Perhaps it was better not to hail. Without thinking, Evan cut the jets. A small inert object, he could remain undetected by the newcomers for a time, although the station would have been tracking him.

Where were they going? One was heading directly for the research post. The other, to a completely empty spot in space, just over five million kilometers sunward from the post.

The glome to Goodhope.

Evan went through the motions of running the numbers, already knowing the answer. At three gravities, that ship would be at the glome several hours before he could get there.

Perhaps it was just leaving.

At that moment, another ship
had arrived insystem. A third warship. He had watched as it set course and engaged full acceleration.

Directly toward him.

Evan had had a decision to make.

“Ship,” Evan had asked, “at maximum acceleration, how quickly could we make it into the Alpha entry of the new glome?”

#

Kate had been listening intently to the story. “So let me understand something,” she said. “This all started because you couldn’t sleep?”

The Head Lifeguards

Kelter’s strategists had assembled their best available plan, and provided it to Rezar for his review. Officially he had the last word, and perhaps in reality he actually did.

In addition to the military plan, other avenues were being pursued.

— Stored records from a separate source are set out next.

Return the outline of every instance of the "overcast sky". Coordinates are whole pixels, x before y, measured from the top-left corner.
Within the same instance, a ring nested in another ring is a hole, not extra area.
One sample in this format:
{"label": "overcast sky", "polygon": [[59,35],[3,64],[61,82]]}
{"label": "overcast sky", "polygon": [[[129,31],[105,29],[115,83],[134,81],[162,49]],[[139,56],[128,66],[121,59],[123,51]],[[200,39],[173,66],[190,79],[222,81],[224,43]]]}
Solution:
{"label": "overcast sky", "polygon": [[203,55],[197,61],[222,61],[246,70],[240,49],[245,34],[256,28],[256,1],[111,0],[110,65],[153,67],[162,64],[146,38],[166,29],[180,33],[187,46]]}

The diplomatic course was entirely fruitless. No top representative from Affirmatix could be found because they had all been evac
uated. Finally they had located and dragged in the highest ranked Affirmatix employee they could find, a mid-level marketing manager for personal care products in the Abilene area. The man had been useless. Tangibly frightened at being left behind on the surface, he told them he wasn’t sure he worked for Affirmatix anymore.

Transmissions to the Affirmatix fleet received no response
at all.

Rezar participated in the military planning, but largely left it to the admirals. He knew nothing of space maneuvers, and was smart enough to realize it. They were accustomed to calling the shots without getting approval from their young governor, and so it mutually worked out.